Representation of multidimensional data
As with all arrays in C, legal values of row range from 0 to
NUM_ROWS - 1
A disadvantage of this representation is that the value of
NUM_ROWS and NUM_COLS must generally be established at
compile time.
We would like to be able to read in the dimensions of the
image from the .ppm header and then declare the pixmap
array using the actual dimensions of the image.
There is no good way to do that in C because dimensions of
static arrays are not allowed to be variables.
Possible approaches to the unknown dimension problem
Thus there are two ways to approach the problem:
1. The naive way:
unsigned char pixmap[MAX_ROWS][MAX_COLS];
where MAX_ROWS and MAX_COLS represent the
dimensions of the largest image our program is able to
handle.
This approach
• wastes space
• forces us to read or write the image one row at a time.

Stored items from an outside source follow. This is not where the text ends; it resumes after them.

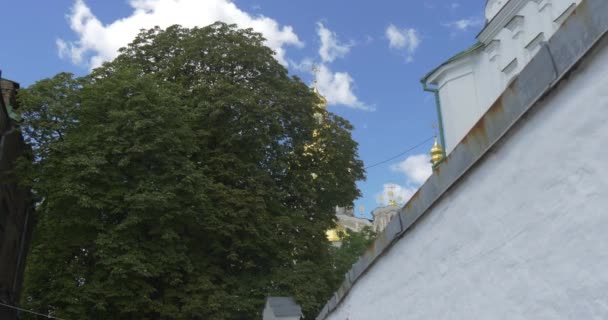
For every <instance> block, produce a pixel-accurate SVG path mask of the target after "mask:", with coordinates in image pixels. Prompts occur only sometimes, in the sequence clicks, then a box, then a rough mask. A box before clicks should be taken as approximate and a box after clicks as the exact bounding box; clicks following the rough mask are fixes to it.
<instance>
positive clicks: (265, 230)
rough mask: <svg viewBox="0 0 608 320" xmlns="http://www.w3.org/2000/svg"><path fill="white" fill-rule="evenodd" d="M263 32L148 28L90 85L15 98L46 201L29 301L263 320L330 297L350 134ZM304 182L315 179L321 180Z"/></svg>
mask: <svg viewBox="0 0 608 320" xmlns="http://www.w3.org/2000/svg"><path fill="white" fill-rule="evenodd" d="M263 42H264V39H263V38H262V36H261V35H260V34H257V33H254V32H253V31H251V30H241V29H238V28H236V26H234V25H226V24H222V23H216V24H214V25H211V26H208V27H205V28H194V29H186V28H182V27H180V26H173V27H170V28H168V29H166V30H161V29H159V28H155V29H151V30H147V31H142V32H141V33H140V34H139V35H138V36H137V38H136V39H135V40H134V41H133V42H132V43H131V44H130V45H129V46H127V47H126V48H123V49H121V51H120V55H119V56H118V57H117V58H116V59H115V60H114V61H112V62H109V63H105V64H104V65H103V66H102V67H100V68H98V69H96V70H94V71H93V72H92V73H91V74H90V75H88V76H86V77H83V78H74V77H73V76H72V75H69V74H58V75H57V76H55V77H53V78H51V79H45V80H42V81H40V82H37V83H36V84H34V85H33V86H31V87H30V88H27V89H24V90H22V91H21V93H20V99H21V104H22V106H23V107H22V109H23V111H22V112H23V114H22V116H23V118H24V121H25V122H24V125H23V131H24V133H25V136H26V138H27V139H28V142H29V143H30V144H31V145H32V146H33V148H32V152H33V155H32V158H33V159H35V161H34V162H33V163H32V164H28V163H27V162H26V161H24V162H23V164H22V168H21V172H22V178H23V182H24V183H26V184H28V185H29V186H31V188H32V189H33V190H34V192H35V193H36V195H37V196H38V197H39V198H40V199H41V201H40V203H39V205H38V220H39V221H38V225H37V227H36V230H35V232H34V239H33V245H32V249H31V251H30V256H29V258H28V259H29V260H28V266H27V270H26V281H25V290H24V297H23V301H24V303H25V305H26V306H27V307H28V308H33V309H35V310H37V311H39V312H42V313H49V314H54V315H56V316H60V317H64V318H70V319H259V317H260V311H261V309H262V307H263V302H264V299H265V297H266V296H267V295H273V294H288V295H294V296H295V298H296V300H298V301H299V302H300V303H302V306H303V308H304V310H305V312H306V313H307V315H308V316H309V317H314V314H315V313H316V312H317V311H318V309H319V308H320V307H321V306H322V305H323V304H324V303H325V301H326V300H327V299H328V298H329V297H330V295H331V293H332V292H333V290H334V289H335V288H334V285H335V276H334V271H335V268H334V266H333V265H332V259H331V252H330V250H331V248H330V246H329V245H328V243H327V241H326V240H325V236H324V231H325V230H327V229H329V228H332V227H333V224H334V222H333V220H332V218H333V208H334V206H336V205H347V204H350V203H351V202H352V200H353V199H355V198H356V197H358V196H359V191H358V189H357V188H356V185H355V181H357V180H360V179H363V178H364V173H363V169H362V162H361V161H360V160H359V159H358V156H357V144H356V143H355V142H354V141H353V140H352V138H351V134H350V131H351V130H352V127H351V125H350V124H349V123H348V122H347V121H346V120H344V119H342V118H340V117H338V116H336V115H333V114H327V117H326V120H325V123H324V126H323V129H322V130H321V138H322V139H323V141H324V152H323V153H322V154H316V155H314V156H306V155H304V153H305V152H304V149H305V146H306V145H307V144H309V143H310V142H311V141H312V140H313V131H314V130H315V128H317V127H318V125H317V122H316V121H315V119H314V112H315V104H316V103H317V102H318V101H317V99H318V97H317V96H316V95H314V94H313V93H312V92H311V90H310V89H309V88H308V87H307V86H306V85H305V84H303V83H302V82H301V81H300V80H299V79H297V78H295V77H290V76H289V75H288V72H287V70H286V69H285V68H284V67H283V66H281V65H280V64H278V63H277V61H276V60H275V59H274V58H273V52H272V51H271V50H270V49H269V48H267V47H265V46H264V45H263ZM311 172H317V173H319V174H318V177H317V178H314V177H313V176H312V175H311Z"/></svg>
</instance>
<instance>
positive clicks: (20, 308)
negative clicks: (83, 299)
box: [0, 302, 66, 320]
mask: <svg viewBox="0 0 608 320" xmlns="http://www.w3.org/2000/svg"><path fill="white" fill-rule="evenodd" d="M0 306H5V307H7V308H9V309H15V310H19V311H23V312H27V313H31V314H35V315H37V316H41V317H45V318H47V319H56V320H66V319H63V318H57V317H53V316H50V315H47V314H42V313H38V312H34V311H31V310H26V309H22V308H19V307H15V306H11V305H8V304H4V303H2V302H0Z"/></svg>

• constrains the program to work only with images
having size within the predefined limits
2. The correct way:
Use a single dimensional malloc'd array and handle the
indexing ourselves
Using a single dimension array to represent 2-D data
Suppose the integer variables numrows and numcols
represent the number of rows and columns in the image and
that they have been correctly set using information in the
.ppm header.
Grayscale images
Space for a grayscale image encoded in binary can be
allocated by:
unsigned char* imageloc;
imageloc = (unsigned char *)malloc(numrows * numcols);
To read in the grayscale image from the standard input:
pixcount = fread(imageloc, 1, numrows * numcols, stdin);
if (pixcount != numrows * numcols)
{
fprintf(stderr, “pix count err - wanted %d got %d \n”,
numrows * numcols, pixcount);
exit(1);
}
Processing an image one row at a time
In this example we print pixel values of an entire image with
one line of output per row of pixel data:
for (row = 0; row < numrows; row = row + 1)
{
unsigned char* loc;
loc = imageloc + row * numcols; // first pix in row
printf(“\n”);
for (col = 0; col < numcols; col = col + 1)
{
printf(“%03x”, *loc);
loc = loc + 1;
}
}
Color images
A color image is often called an rgb image because the red,
green, and blue intensities of each pixel are stored together.

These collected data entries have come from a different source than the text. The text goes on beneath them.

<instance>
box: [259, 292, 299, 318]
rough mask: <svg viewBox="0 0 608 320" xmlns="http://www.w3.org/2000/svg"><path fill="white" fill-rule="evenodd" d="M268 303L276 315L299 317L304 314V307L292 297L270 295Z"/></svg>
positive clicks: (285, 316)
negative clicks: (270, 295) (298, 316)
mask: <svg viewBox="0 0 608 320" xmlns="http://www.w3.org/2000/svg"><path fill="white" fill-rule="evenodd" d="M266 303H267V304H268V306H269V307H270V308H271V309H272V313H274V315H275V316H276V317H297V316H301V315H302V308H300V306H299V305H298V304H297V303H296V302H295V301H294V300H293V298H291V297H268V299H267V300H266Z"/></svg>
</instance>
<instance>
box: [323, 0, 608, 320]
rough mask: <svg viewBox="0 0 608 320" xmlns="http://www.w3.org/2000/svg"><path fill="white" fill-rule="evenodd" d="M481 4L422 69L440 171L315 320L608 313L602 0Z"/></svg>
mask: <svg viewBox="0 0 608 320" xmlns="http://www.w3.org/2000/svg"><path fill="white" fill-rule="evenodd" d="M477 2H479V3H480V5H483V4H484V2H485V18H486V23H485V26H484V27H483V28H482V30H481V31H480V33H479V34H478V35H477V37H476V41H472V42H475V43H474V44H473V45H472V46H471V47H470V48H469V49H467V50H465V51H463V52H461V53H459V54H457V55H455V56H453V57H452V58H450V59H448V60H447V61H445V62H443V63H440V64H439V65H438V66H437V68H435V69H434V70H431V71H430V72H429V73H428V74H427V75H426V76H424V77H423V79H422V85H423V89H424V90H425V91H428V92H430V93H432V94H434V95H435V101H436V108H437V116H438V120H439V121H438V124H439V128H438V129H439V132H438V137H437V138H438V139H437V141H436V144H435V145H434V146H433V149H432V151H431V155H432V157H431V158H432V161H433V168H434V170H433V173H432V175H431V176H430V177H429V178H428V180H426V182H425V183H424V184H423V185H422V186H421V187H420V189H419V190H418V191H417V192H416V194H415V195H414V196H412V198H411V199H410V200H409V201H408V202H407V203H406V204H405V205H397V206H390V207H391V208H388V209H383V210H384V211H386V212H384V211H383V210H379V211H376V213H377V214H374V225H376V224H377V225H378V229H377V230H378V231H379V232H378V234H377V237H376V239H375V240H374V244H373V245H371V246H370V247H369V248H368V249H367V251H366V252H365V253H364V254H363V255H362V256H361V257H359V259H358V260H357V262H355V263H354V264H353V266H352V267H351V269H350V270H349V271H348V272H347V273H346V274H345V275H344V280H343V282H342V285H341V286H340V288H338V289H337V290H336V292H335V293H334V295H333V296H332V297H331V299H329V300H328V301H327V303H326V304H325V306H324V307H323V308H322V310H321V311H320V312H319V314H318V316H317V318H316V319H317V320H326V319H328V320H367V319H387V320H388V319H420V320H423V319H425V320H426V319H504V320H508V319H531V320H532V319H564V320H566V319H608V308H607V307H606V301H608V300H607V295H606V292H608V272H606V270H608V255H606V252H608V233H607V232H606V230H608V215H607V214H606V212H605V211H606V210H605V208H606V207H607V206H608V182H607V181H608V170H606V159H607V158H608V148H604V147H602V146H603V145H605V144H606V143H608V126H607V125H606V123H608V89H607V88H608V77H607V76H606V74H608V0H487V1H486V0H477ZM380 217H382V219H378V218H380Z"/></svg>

Space for a color image in binary rgb format can be allocated
by:
unsigned char* imageloc;
imageloc = (unsigned char *)malloc(3 * numrows * numcols);
To read in the rgb image:
pixcount = fread(imageloc, 3, numrows * numcols, stdin);
if (pixcount != numrows * numcols)
{
fprintf(stderr, “pix count err - wanted %d got %d \n”,
numrows * numcols, pixcount);
exit(1);
}
Accessing a specific element in malloc'd 2-dimensional data
The value of any grayscale pixel at location (row, col) within
the image is accessed in the following way:
*(imageloc + row * numcols + col)
or equivalently
imageloc[row * numcols + col]
For example, if the value of numcols is 10, then there are 10
pixels per image row. To reach the pixel whose (row, column)

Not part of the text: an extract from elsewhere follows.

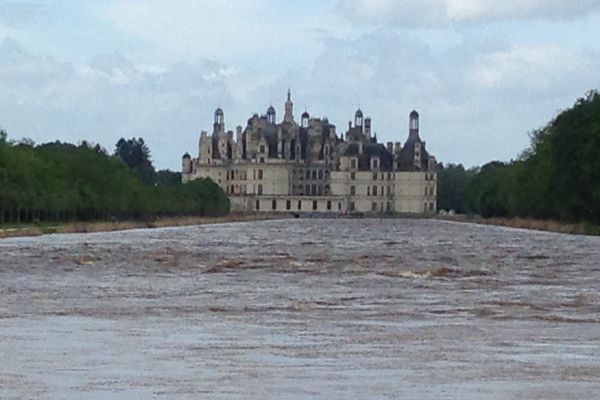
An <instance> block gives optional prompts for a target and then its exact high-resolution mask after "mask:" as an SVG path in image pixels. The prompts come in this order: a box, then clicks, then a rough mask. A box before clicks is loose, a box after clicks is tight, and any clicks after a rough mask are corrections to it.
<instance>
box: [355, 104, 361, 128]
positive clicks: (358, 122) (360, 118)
mask: <svg viewBox="0 0 600 400" xmlns="http://www.w3.org/2000/svg"><path fill="white" fill-rule="evenodd" d="M354 125H355V126H356V127H357V128H360V130H361V132H362V129H363V112H362V110H361V109H360V108H359V109H358V110H357V111H356V114H354Z"/></svg>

address is (3, 5) it is necessary to pass over three complete
rows (row 0, row 1, and row 2) and 5 pixels in row three
(pixels 0, 1, 2, 3, and 4).
Thus, the offset of the pixel at (3, 5) is 3 * 10 + 5 as shown
above.
Floating point images
Even though the pixels of a binary grayscale image require
one byte of storage and those of a floating point image
require four bytes of storage. The value of a floating point
pixel at location (row, col) is also
*(imageloc + row * numcols + col)
Why? Because pointer arithmetic automagically takes into
account the size of the object pointed to and the C compiler
knows that unsigned chars require one byte and floats
require 4.
Accessing the individual pixels of the binary rgb image
Here the process is slightly grubbier because each pixel is
represented by three constituent components (r, g, and b),
where each of (r, g, and b) are represented by a single
unsigned char. Nevertheless, a bit of reflection yields:
red = *(imageloc + 3 * row * numcols + 3 * col);
green = *(imageloc + 3 * row * numcols + 3 * col + 1);
blue = *(imageloc + 3 * row * numcols + 3 * col + 2);
It is necessary to multiply by 3 because each pixel occupies
three bytes of memory. Since our pointer is a pointer to type
unsigned char which is a single byte, there is no magic
available from the compiler to help us out here.